Wednesday, February 21, 2018

The Spiritual Malaise


Presbyterians have been concerned about gun violence for a long time. For 30 years, our church, The Presbyterian Church (USA), has been studying the issue, making statements, publishing studies and reports while asking congregations to pray about it, to study and act. When I read some of the older reports and church statements from decades ago, I can sense their concern that unless we, God’s people, used our influence to change cultural and political thinking, that we could find ourselves in a societal crisis.

Which is exactly where we find ourselves after Parkland, Las Vegas, the Texas church shooting, Orlando, Newtown, Virginia Tech, Columbine, and a dozen other incidents of mass shootings.  

I keep asking, “When is enough enough?”

One of the papers I am now reading is called Gun Violence, Gospel Values. It is a study and report written by a church appointed study group on gun violence. Its membership included church elders and pastors, a chaplain from Virginia Tech, a university ethics professor, a pastor who was formerly a police officer, a missionary, a national parks administrator, an elder in international sales, a seminary professor and others. The report was approved and adopted by the General Assembly of the PC(USA) in 2010.

I have pondered how guns and gun violence is a spiritual issue. One section of the report names it as “spiritual malaise.”

The report says that regarding gun violence in America, the cost has been spiritual: we have come to accept what is unacceptable to the Creator. We, like Rachel, should be inconsolable, yet we find ourselves numbed and passively tolerating higher levels of violence in our communities…. Where is our grief at the loss of life and the loss of conscience? How have we gotten to this point of passive acceptance of gun violence?”

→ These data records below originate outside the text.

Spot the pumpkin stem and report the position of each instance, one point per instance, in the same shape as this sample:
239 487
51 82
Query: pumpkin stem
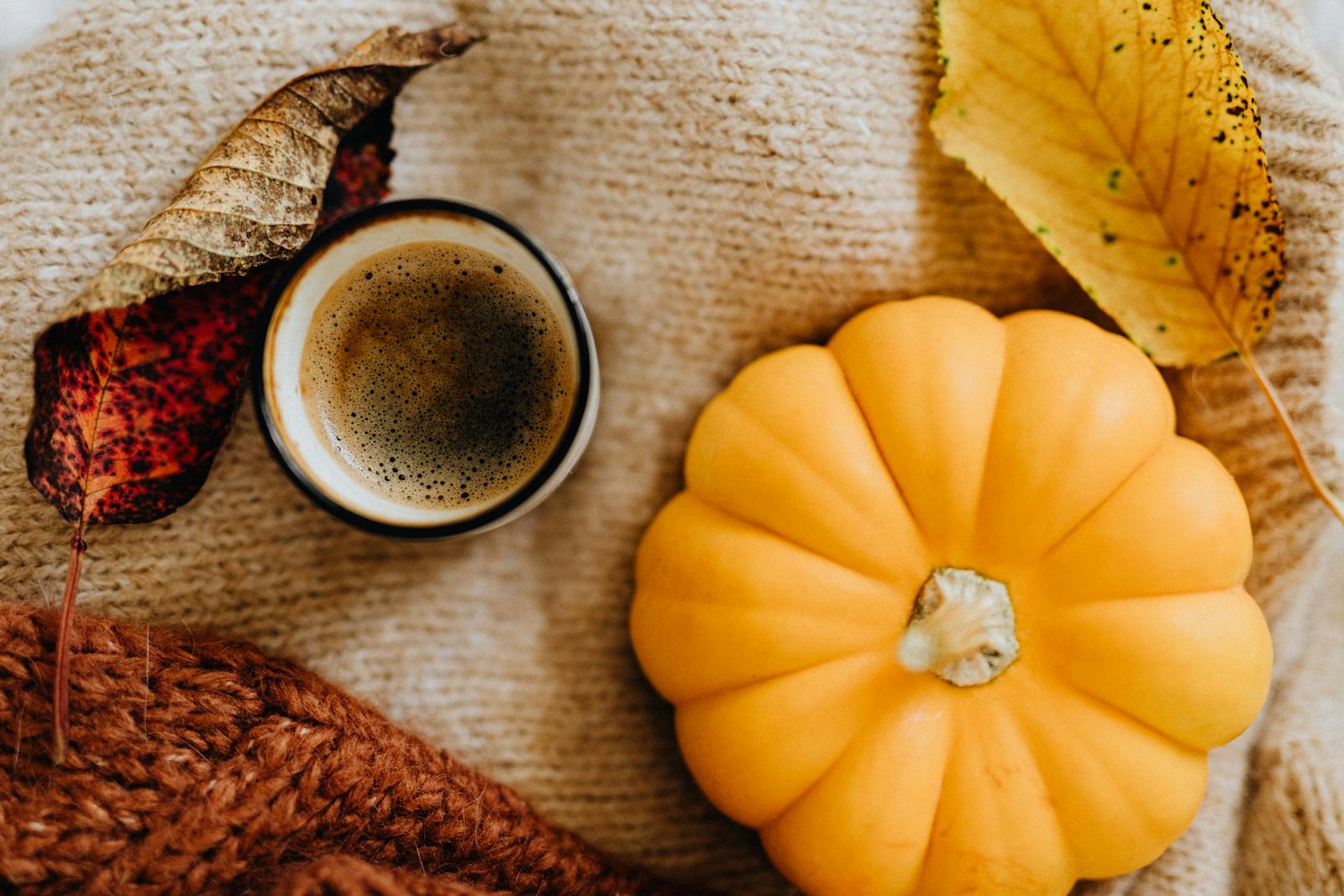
961 629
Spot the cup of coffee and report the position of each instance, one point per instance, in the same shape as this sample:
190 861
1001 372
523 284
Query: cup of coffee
427 369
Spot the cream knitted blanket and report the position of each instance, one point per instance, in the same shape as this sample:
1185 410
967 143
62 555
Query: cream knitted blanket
722 177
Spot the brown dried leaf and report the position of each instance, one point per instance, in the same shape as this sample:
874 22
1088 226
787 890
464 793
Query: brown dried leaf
257 195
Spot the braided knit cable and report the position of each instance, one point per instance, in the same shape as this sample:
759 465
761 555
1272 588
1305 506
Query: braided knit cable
203 766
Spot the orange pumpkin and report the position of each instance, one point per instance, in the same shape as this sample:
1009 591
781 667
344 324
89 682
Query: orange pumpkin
948 607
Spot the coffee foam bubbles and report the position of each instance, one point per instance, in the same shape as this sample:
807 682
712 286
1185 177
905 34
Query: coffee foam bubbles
438 374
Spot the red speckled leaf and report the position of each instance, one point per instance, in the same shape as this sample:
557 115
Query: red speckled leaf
134 402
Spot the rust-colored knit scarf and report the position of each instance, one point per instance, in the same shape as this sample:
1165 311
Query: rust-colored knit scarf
203 766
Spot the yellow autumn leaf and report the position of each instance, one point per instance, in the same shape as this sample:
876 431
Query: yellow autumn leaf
1124 134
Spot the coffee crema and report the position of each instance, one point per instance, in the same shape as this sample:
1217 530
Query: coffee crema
438 374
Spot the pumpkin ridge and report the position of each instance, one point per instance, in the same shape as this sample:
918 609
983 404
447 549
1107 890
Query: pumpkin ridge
756 683
790 542
1088 515
1037 736
855 741
965 734
738 407
877 448
1106 705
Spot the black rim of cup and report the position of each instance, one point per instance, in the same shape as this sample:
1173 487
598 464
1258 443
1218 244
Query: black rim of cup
584 344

I feel that malaise….that we Christians have come to accept what is unacceptable to God, that we are increasingly numb and that we have gotten to a point of passive acceptance.

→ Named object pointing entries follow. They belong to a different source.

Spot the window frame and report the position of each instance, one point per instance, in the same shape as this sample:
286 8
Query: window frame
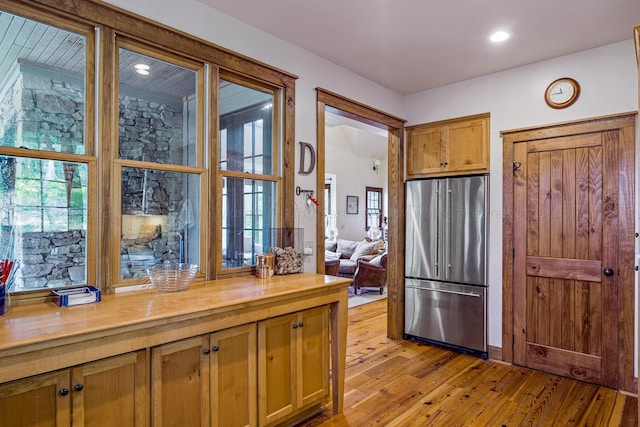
118 164
276 170
101 24
368 191
88 158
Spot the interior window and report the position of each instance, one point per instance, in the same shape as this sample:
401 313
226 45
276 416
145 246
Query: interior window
160 184
44 166
247 147
373 207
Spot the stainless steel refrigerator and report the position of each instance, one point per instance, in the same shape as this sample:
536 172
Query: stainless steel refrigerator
446 266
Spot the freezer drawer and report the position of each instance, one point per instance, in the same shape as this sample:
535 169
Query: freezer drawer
448 313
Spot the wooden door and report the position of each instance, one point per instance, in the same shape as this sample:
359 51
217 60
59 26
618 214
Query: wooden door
313 355
43 400
180 383
566 263
234 377
111 392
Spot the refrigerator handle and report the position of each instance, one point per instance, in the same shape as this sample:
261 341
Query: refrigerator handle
438 237
448 231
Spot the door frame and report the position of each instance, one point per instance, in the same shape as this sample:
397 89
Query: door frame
395 246
625 124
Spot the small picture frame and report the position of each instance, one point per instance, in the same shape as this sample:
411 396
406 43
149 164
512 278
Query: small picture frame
352 205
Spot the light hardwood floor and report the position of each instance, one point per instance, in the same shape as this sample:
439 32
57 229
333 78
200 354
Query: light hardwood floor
403 383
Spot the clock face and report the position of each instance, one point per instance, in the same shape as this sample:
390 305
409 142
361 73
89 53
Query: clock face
562 92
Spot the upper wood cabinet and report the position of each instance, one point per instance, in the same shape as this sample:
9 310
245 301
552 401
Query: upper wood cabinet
451 147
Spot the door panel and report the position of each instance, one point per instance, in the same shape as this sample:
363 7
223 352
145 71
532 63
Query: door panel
564 202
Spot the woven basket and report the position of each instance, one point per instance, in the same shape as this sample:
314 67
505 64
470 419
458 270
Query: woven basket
172 277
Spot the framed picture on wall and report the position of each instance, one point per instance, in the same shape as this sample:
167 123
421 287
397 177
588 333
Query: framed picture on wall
352 205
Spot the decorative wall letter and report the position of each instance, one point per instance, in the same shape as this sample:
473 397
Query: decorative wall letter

For me, I was sure that after Virginia Tech, things would change; then after congresswoman Gabby Giffords was shot in the head, that things would change; then after the children’s slaughter at Newtown, that surely things would change.

Nothing changed.

I am praying that God’s Spirit will work in me to give me hope…sustainable hope so that I can overcome spiritual malaise, overcome accepting the unacceptable, and overcome passive acceptance.